My preferred requirements, which were not met by existing solutions such as Sphinx, Read the Docs, Beautiful docs and Daux.io are:
- No need to pre/post processing the input documents as a separate
“compile” or parsing step
- Should use existing plain Markdown documents as input and format output at runtime only
- Along with the above, the documents should be “live” - if I change the source file, I don’t want to “recompile” my documentation pages, they should reflect changes by default
- Not a hosted solution
- Particularly, something anyone can drop on a private server (work environment) or whatever they want to do with it
- No server-side requirements beyond simple HTTP file serving
- I may be out of the JavaScript development scene, but what’s up with
requiring users to use a dozen different build systems and
dependency management frameworks to use your JavaScript app these
days?
- Seriously, the attraction used to be that you could simply drop a couple of HTML, CSS and JS files in your www-root and magic came out. Get off my lawn!
My solution is Markdocs - a simple HTML and JavaScript application for organising individual Markdown documents as a documentation collection.
See the README on the Markdocs GitHub page for usage instructions. Basically, you define the documents to include via a simple JSON file, which is loaded at runtime. The required documents are then loaded using jQuery, parsed at runtime with Marked right in the user’s browser, and a table of contents and the documents themselves are generated and presented using a simple Semantic UI interface.

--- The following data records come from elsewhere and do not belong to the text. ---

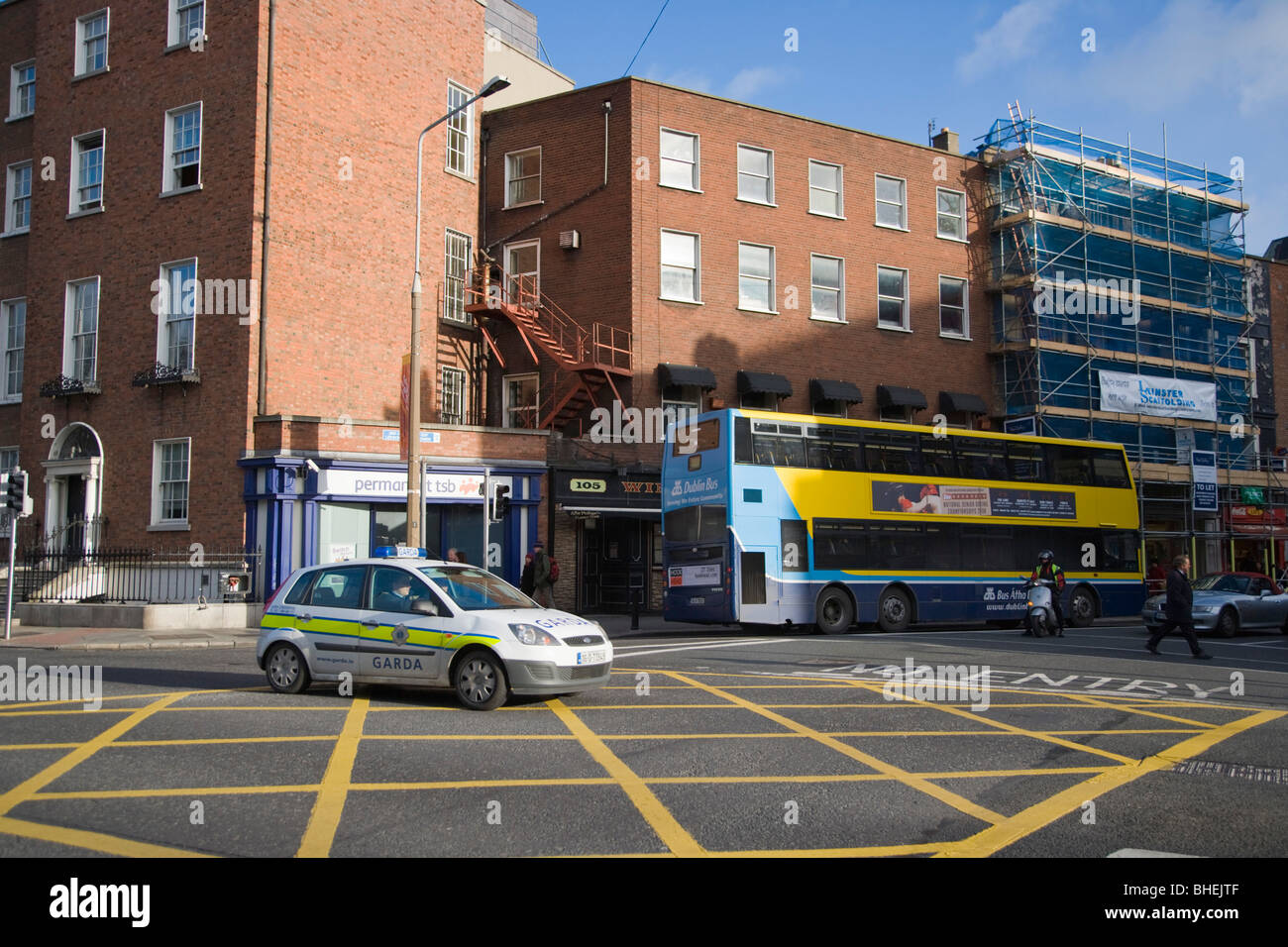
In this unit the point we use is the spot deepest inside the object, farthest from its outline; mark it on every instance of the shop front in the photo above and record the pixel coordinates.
(325, 510)
(614, 521)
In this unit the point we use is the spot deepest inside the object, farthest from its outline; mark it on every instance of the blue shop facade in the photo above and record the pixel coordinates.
(304, 512)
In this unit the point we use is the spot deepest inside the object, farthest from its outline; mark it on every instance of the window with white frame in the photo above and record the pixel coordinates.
(22, 89)
(451, 395)
(953, 317)
(755, 277)
(178, 316)
(80, 356)
(458, 266)
(13, 330)
(523, 176)
(824, 189)
(520, 401)
(460, 132)
(86, 188)
(170, 467)
(827, 287)
(682, 270)
(187, 21)
(181, 149)
(91, 43)
(17, 205)
(679, 158)
(755, 174)
(892, 298)
(892, 202)
(949, 214)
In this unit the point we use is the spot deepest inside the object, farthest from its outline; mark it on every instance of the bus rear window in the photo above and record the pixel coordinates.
(696, 525)
(697, 436)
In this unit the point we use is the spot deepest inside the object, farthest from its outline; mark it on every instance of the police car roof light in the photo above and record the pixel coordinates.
(399, 553)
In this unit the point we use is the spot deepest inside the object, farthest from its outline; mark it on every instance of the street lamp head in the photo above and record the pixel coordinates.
(494, 84)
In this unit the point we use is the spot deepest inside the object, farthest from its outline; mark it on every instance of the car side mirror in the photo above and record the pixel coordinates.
(424, 605)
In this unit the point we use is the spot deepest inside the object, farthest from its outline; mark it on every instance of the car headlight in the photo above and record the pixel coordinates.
(531, 634)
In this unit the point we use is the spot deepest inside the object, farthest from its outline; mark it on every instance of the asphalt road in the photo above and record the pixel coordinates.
(708, 741)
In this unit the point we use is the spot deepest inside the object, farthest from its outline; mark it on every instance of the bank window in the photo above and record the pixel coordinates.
(520, 401)
(91, 43)
(451, 385)
(682, 269)
(679, 155)
(523, 176)
(949, 214)
(755, 174)
(953, 318)
(824, 189)
(892, 202)
(170, 482)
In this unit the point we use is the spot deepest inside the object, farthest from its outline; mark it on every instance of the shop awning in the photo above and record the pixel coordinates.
(951, 402)
(893, 395)
(827, 389)
(686, 375)
(764, 382)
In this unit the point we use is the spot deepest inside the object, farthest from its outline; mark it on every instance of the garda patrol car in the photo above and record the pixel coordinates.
(404, 618)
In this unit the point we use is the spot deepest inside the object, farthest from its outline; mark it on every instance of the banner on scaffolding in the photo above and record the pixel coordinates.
(1153, 394)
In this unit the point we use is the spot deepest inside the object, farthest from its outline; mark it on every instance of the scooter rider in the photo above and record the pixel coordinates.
(1050, 571)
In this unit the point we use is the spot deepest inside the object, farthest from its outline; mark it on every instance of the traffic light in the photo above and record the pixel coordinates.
(498, 504)
(16, 497)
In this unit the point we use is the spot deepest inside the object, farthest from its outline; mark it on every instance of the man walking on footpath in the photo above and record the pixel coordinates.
(540, 575)
(1179, 608)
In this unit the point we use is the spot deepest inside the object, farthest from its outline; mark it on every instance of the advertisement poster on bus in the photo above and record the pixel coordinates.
(956, 500)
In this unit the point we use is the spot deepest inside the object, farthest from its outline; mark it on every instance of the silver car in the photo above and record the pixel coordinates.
(1228, 603)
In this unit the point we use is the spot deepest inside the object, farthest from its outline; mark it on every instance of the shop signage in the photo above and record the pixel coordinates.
(1153, 394)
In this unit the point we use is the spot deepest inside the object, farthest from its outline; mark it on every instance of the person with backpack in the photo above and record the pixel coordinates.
(542, 567)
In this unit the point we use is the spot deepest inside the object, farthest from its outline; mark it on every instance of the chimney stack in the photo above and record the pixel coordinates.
(945, 140)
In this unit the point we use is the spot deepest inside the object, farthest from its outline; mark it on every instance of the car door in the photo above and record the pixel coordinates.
(330, 617)
(395, 641)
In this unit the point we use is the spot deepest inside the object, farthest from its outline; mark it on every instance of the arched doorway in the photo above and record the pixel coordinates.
(73, 489)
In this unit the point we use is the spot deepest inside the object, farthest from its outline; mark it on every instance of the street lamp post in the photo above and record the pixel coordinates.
(413, 499)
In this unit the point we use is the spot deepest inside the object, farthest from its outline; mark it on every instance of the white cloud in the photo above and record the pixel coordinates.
(1012, 38)
(1197, 47)
(747, 82)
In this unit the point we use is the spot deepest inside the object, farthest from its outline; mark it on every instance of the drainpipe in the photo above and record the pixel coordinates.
(262, 401)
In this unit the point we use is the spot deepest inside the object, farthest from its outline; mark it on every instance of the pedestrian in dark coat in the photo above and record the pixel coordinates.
(1179, 608)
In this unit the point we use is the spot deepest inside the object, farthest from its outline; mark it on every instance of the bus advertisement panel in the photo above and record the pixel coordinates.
(799, 519)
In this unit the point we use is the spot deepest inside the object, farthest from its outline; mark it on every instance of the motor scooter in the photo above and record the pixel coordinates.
(1041, 618)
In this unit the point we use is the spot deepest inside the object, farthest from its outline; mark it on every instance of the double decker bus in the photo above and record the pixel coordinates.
(790, 519)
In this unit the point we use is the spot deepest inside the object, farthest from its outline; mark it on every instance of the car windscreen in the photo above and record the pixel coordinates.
(476, 590)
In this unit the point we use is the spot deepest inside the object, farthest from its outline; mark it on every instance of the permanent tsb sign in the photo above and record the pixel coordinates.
(1153, 394)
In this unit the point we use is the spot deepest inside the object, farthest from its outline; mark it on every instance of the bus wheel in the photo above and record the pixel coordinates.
(833, 611)
(1082, 608)
(894, 611)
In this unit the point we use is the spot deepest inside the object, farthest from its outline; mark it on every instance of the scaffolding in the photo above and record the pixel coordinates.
(1104, 257)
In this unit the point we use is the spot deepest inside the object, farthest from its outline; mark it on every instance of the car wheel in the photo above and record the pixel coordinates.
(894, 611)
(833, 612)
(287, 673)
(1082, 608)
(480, 681)
(1228, 625)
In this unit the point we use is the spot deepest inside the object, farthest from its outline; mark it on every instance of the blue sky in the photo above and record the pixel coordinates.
(1215, 71)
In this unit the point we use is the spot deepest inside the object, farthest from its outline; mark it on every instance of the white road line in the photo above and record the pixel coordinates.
(703, 647)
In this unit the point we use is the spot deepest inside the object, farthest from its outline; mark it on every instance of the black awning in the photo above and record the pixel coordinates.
(827, 389)
(952, 402)
(686, 375)
(764, 382)
(893, 395)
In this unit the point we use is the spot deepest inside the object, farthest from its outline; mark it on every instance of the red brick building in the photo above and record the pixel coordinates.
(743, 257)
(265, 167)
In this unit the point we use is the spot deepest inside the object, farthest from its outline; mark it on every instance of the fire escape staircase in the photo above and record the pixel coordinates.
(587, 359)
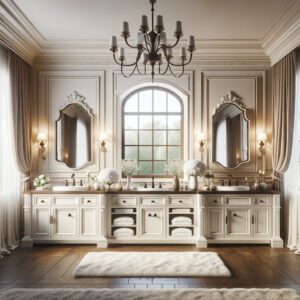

At present it’s perfectly usable, but there are still a couple of things I want to improve and add, including suitable inter-document linking (while not enforcing any magic link syntax - your stand-alone document should still work as stand-alone documents) and ability to provide links to the individual source documents as well as an “Edit” link (for example, let you define a link to the editable document on GitHub).
Will update as it progresses.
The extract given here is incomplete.